Histoire et société

Dieu me pardonne c'est son métier

Gennady Ziouganov : Nous avons besoin du socialisme pour gagner

Le 25 février, le président du Comité central du Parti communiste de la Fédération de Russie et chef de la faction communiste, G.A. Ziouganov, a pris la parole lors d’une séance plénière consacrée au rapport du gouvernement à la Douma d’État, un discours sans complaisance.  On ne peut avoir que de l’admiration pour Ziouganov qui a toujours témoigné d’une très grande sagesse d’abord alors qu’il avait gagné les élections et que l’équipe des oligarques était prête à tout pour conserver le pouvoir, il a su mesurer que la Russie épuisée n’était pas en état d’un tel affrontement. Il a su patiemment créer les conditions d’une force politique qui labourerait et sèmerait dans ce peuple et cette terre russe épuisée. Il a su dépasser la querelle sino-soviétique lancée par Khrouchtchev et aujourd’hui il développe l’action des communistes sur ce terrain national qui est celui de la multiplicité mais aussi de la Russie. Comme le disait justement Henri Alleg  » en réponse à la boutade de Napoléon « grattez le Russe vous trouverez le Tartare », « l’histoire et la culture originales de la Russie montrent au contraire une extraordinaire et séculaire résistance à l’oppression étrangère qui la font au travers de ses malheurs rester fidèle à elle-même »(1)Autre chose est le fait que si l’Angleterre, la France et aujourd’hui les Etats-Unis ont traversé des mers et continents pour conquérir des « colonies », la Russie comme d’ailleurs la Chine ont eu des relations de voisinage, d’échange. Nous avons beaucoup à échanger sur cette compréhension de l’Eurasie et de la paix avec les communistes russes et aussi sur la construction d’une force politique dotée de mémoire mais capable d’envisager l’originalité d’une situation. (note et traduction de danielle Bleitrach pour Histoireetsociete)

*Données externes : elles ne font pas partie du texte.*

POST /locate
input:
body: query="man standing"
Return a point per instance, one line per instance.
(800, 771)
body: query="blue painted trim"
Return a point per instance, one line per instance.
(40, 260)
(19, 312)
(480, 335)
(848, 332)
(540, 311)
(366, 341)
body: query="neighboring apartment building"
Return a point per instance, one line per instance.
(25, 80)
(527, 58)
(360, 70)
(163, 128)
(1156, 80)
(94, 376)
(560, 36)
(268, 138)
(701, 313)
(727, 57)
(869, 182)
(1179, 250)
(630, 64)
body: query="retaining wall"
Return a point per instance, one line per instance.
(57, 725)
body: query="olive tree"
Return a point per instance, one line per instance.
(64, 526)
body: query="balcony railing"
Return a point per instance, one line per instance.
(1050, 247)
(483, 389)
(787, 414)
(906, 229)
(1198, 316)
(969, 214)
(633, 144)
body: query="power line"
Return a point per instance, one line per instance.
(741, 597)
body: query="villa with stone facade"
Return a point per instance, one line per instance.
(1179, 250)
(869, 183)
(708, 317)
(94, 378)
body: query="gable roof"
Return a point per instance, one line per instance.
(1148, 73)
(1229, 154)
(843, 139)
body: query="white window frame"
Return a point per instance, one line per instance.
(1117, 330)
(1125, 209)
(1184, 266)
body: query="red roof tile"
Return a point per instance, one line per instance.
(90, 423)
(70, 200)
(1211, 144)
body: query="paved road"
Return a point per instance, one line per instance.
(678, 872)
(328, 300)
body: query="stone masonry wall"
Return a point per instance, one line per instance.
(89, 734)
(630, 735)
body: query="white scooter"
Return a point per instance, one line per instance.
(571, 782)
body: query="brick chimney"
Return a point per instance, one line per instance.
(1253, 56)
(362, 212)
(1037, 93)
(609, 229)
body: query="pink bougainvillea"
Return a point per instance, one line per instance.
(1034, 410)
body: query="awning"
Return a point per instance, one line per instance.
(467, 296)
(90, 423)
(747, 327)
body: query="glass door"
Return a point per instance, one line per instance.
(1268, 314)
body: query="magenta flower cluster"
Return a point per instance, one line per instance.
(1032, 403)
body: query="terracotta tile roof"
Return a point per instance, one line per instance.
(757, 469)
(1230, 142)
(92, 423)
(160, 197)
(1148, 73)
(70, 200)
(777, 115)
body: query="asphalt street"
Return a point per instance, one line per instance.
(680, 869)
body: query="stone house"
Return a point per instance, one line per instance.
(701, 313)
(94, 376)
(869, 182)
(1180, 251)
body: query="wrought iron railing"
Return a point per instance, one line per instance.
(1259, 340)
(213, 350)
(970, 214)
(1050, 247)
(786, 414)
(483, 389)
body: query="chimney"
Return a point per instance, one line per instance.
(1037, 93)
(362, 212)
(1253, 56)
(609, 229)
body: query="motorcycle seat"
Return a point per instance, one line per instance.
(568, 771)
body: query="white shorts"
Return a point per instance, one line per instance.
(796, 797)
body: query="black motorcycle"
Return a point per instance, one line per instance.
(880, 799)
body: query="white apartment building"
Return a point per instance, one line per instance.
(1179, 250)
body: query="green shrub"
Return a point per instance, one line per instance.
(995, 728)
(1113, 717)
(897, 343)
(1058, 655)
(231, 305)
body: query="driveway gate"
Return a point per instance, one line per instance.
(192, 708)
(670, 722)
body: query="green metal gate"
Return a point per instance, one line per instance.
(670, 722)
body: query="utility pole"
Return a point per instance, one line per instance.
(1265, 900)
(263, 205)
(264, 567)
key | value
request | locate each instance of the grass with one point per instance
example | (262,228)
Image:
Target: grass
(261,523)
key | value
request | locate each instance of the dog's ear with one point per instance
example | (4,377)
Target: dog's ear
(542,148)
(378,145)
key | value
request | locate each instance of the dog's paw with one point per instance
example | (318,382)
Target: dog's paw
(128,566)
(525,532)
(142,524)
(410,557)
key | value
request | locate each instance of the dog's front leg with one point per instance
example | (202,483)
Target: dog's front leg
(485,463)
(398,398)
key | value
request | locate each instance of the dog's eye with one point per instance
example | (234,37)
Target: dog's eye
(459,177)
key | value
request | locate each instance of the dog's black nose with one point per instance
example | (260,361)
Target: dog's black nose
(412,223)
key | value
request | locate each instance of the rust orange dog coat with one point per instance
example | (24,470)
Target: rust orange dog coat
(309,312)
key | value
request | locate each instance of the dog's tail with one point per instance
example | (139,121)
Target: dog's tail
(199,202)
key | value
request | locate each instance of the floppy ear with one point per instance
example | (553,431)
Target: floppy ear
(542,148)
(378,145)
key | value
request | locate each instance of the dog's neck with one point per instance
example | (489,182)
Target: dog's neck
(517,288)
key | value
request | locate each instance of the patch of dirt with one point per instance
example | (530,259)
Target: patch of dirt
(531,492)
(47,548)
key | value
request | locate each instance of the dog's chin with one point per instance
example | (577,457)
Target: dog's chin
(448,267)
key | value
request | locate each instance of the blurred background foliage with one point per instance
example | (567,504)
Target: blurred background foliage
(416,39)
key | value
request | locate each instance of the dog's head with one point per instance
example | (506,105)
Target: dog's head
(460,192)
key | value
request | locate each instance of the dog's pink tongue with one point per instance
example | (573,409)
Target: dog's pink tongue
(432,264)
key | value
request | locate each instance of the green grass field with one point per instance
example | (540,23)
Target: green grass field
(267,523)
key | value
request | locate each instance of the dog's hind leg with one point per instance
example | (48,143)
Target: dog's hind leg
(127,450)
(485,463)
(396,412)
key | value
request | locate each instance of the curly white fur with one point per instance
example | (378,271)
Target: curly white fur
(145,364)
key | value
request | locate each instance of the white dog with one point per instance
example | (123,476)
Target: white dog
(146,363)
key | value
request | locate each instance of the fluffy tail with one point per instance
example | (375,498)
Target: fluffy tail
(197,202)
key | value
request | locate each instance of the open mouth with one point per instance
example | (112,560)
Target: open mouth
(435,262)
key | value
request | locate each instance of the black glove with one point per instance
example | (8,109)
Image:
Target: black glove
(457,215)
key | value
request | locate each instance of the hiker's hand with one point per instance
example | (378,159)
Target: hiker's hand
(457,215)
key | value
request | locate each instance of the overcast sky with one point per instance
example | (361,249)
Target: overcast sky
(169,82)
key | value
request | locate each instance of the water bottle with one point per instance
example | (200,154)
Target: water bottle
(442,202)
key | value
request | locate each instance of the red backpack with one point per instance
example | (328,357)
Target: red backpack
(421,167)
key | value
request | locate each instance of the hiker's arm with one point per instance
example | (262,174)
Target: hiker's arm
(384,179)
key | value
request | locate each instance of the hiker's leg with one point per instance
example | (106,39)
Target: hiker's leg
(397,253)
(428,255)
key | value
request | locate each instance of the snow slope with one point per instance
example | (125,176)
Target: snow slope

(1) Henri Alleg Etoile rouge et croissant vert. Messidor Temps actuels. 1983. p. 48. Delga est en train de préparer une réédition de ce livre passionnant et d’une grande actualité et j’en travaille avec le fils d’Alleg, André une préface voire une postface avec des notes critiques. (note de danielle Bleitrach pour histoireetsociete)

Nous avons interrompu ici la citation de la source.